The English newspaper The Guardian was able to have privileged access to this 47-page document. In total, nearly 52 electrical components produced in the West were found in the debris of the Shahed 131 suicide drones. The Shahed 136 also flies with Western parts: 57 components were also identified. The parent companies of the identified manufacturers are located in countries that have sanctioned Russia since the invasion of Ukraine:
- UNITED STATES
- The Netherlands
However, the report does not point out any error on the part of the companies identified: Iran circumvented its own sanctions by importing commercial products by diverting/cannibalizing them from their basic use. These products were notably imported from Costa Rica, India, Kazakhstan, Uzbekistan, Turkey and even Vietnam. Some companies even responded to The Guardian that their products are not sold in Iran or that they do not under any circumstances authorize the diversion of their production for military purposes.
A spokesperson for U-blox – a Swiss company whose GPS chip was found in an Iranian drone – reacted to this discovery:
“U-Blox strongly condemns Russia’s invasion of Ukraine. Immediately following Russia’s invasion of Ukraine in February 2022, U-blox stopped all sales in Russia, Belarus and the territories occupied by the Russian Army in Ukraine. Recently, U-blox also decided not to sell to EAEU members (Eurasian Economic Union).“
Thus, these announcements confirm that sanctions are useful, in the sense that they limit sources of supply. On the other hand, they do not prevent the importation of civilian equipment used for military purposes. This use theoretically brings a reduction in the quality of the system but, in the case of Shahed suicide drones, the basic quality does not require having top quality materials (like missiles, planes, etc.).

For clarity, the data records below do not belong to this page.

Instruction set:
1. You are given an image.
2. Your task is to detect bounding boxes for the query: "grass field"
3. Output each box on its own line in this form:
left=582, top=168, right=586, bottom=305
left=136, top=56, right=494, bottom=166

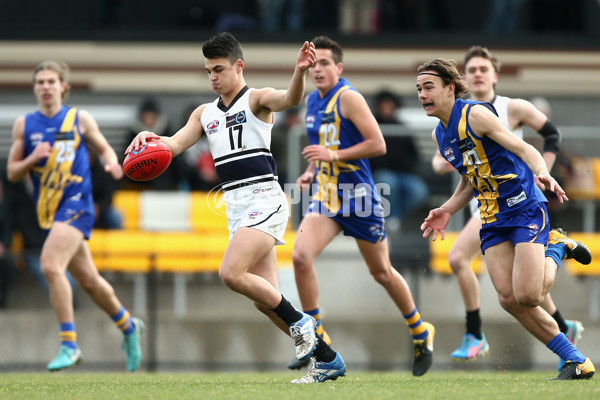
left=0, top=371, right=600, bottom=400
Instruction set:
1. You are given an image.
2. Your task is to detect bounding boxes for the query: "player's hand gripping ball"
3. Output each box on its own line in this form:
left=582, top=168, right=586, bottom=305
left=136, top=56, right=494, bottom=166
left=123, top=140, right=173, bottom=181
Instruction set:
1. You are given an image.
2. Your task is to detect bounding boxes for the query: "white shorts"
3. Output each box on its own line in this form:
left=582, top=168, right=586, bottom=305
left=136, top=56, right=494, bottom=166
left=223, top=182, right=290, bottom=245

The report also denounces the diversification of production sites, with the creation of a factory in Syria or in Lelabuga (Republic of Tatarstan, Russia). Syrian production is also directly transferred to the port of Novorossisk (Krasnodar Krai, Russia). However, both sites remain dependent on Iranian production. As for the Shahed produced in Iran, they transit through the port of Amirabad (Mazanderan province, Iran) to cross the Caspian Sea and be unloaded at the port of Makhachkala (Republic of Dagestan, Russia).
In addition to this information, the report offers suggestions, including the delivery of means capable of destroying these production sites. However, with the formal ban on attacking Russia with weapons supplied to Ukraine, this suggestion will very quickly fall into oblivion. However, Ukraine can always deploy commandos directly in Syria, Iran or in the heart of Russia in order to sabotage these installations!
An admission of failure in Russia?
Russia uses Iranian-made suicide drones very intensively, to the point that production is becoming insufficient (according to the 47-page report). But this intense use also demonstrates an industrial deficiency within the Russian aerospace industry itself: apart from the Zala Lancet, very few Russian-made suicide drones were used en masse as part of the invasion of Ukraine.
Moreover, in order to reduce Iran’s trace, the Russian Armed Forces decided to rename these drones Geranium 1 and Geranium 2. And in order to reduce possible identification of the electronic components, their markings were erased with a laser, making their possible tracing much more complicated.
*Bringing together 7 countries: Germany, Canada, the United States, France, Italy, Japan, the United Kingdom and the European Union, invited to each meeting.